Pulse: Real-time Vibration Anomaly Detection

Pulse is an embedded vibration monitoring system built on Zephyr RTOS for the STM32L412RB microcontroller. It utilizes ST's NanoEdge AI for on-device machine learning to detect mechanical anomalies in motors, pumps, and fans without cloud connectivity. The system features persistent training data storage and a real-time Python-based GUI for monitoring.

Pulse: Real-time Vibration Anomaly Detection

Overview

Pulse is a low-cost, palm-sized embedded device designed to bring predictive maintenance to environments where expensive enterprise IoT solutions are impractical. Built on the Zephyr RTOS and targeting the STM32L412RB microcontroller, Pulse monitors the vibration patterns of machinery like motors, fans, and pumps to detect early signs of failure. Unlike traditional systems that rely on cloud processing and expensive subscriptions, Pulse performs all machine learning inference locally on a microcontroller with only 40KB of RAM.

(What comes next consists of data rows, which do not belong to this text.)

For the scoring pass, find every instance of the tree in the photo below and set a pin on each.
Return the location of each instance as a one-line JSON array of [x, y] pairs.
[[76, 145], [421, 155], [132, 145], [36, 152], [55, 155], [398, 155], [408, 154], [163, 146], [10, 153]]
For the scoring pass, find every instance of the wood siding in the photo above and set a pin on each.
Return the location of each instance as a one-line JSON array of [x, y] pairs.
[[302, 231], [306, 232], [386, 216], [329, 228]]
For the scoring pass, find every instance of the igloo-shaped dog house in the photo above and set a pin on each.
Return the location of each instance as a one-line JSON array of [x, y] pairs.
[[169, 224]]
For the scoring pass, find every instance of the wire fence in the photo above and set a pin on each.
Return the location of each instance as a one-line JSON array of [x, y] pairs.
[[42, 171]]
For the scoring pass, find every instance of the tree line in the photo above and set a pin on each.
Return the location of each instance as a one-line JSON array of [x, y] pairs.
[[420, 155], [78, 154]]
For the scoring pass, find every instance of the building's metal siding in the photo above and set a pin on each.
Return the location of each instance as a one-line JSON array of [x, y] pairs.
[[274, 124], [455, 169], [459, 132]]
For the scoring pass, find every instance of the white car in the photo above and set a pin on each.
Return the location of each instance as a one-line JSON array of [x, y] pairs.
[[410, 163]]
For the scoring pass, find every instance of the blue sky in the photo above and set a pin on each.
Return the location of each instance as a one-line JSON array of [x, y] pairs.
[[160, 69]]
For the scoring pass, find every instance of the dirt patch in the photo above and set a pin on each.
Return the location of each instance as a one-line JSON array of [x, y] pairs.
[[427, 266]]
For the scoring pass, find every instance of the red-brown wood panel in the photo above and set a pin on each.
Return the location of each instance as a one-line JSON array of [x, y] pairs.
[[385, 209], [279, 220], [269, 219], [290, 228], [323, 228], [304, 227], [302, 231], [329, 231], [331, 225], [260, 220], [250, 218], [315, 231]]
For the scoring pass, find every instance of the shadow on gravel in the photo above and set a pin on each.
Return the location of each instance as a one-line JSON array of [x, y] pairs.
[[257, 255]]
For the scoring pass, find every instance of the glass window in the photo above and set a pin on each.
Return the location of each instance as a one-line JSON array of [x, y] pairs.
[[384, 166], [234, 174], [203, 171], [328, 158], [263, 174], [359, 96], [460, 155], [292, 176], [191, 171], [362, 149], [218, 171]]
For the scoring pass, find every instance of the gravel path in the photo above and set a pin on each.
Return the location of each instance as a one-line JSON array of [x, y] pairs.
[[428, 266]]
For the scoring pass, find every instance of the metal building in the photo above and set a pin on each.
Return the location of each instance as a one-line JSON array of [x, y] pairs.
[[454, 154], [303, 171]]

On-Device Intelligence with NanoEdge AI

At the heart of Pulse is the STMicroelectronics NanoEdge AI library. This technology enables the device to learn the “normal” vibration profile of a specific machine in about 30 seconds. Once the baseline is established, the device transitions to an inference state where it continuously compares live 3-axis accelerometer data against the learned model.

The system categorizes machine health into three levels based on a similarity score:

  • Normal (≥ 90%): The vibration matches the learned baseline.
  • Warning (70–89%): A noticeable deviation is detected, suggesting the machine should be watched closely.
  • Anomaly (< 70%): A significant change has occurred, indicating potential mechanical failure.

Robust Firmware Architecture

Pulse leverages the production-grade features of Zephyr RTOS to ensure deterministic performance and reliability. The firmware is designed with a thread-safe architecture, utilizing double buffering and mutex-protected critical sections to manage data flow between the sensor acquisition thread and the ML processing thread.

One of the standout technical features is the implementation of persistent training data. Using Zephyr’s Non-Volatile Storage (NVS) filesystem, Pulse saves training samples directly to the internal flash. A CRC32-validated header ensures data integrity across power cycles. This means that once Pulse has learned a machine’s behavior, it can be powered down and moved without losing its baseline, automatically reconstructing the ML model upon reboot.

Hardware and Performance

The project is optimized for the STM32L412RB Nucleo board paired with an LIS2DH12 3-axis MEMS accelerometer. Despite the limited resources of the Cortex-M4F MCU, Pulse achieves impressive performance metrics:

  • Sampling Rate: 500 Hz across three axes.
  • Inference Latency: Under 600ms end-to-end.
  • Memory Footprint: Uses approximately 70KB of Flash (55%) and 25KB of SRAM (62%).

User Interface and Control

Pulse provides multiple ways for users to interact with the hardware. It features a USB CDC Shell that allows users to issue commands like STATUS, RESET, and LOGS through any standard serial terminal. For a more visual experience, the project includes a Python-based GUI monitor. This dashboard provides real-time visualization of similarity scores, color-coded status indicators, and live logs, making it easy to deploy and test in the field.

Getting Started

To deploy Pulse, developers need the Zephyr SDK and a library generated from NanoEdge AI Studio. The workflow involves mounting the device directly to a vibrating surface, initiating the training phase via the RESET command, and allowing the device to collect normal operating data. Once training is complete, the device provides continuous, autonomous monitoring without any further user intervention.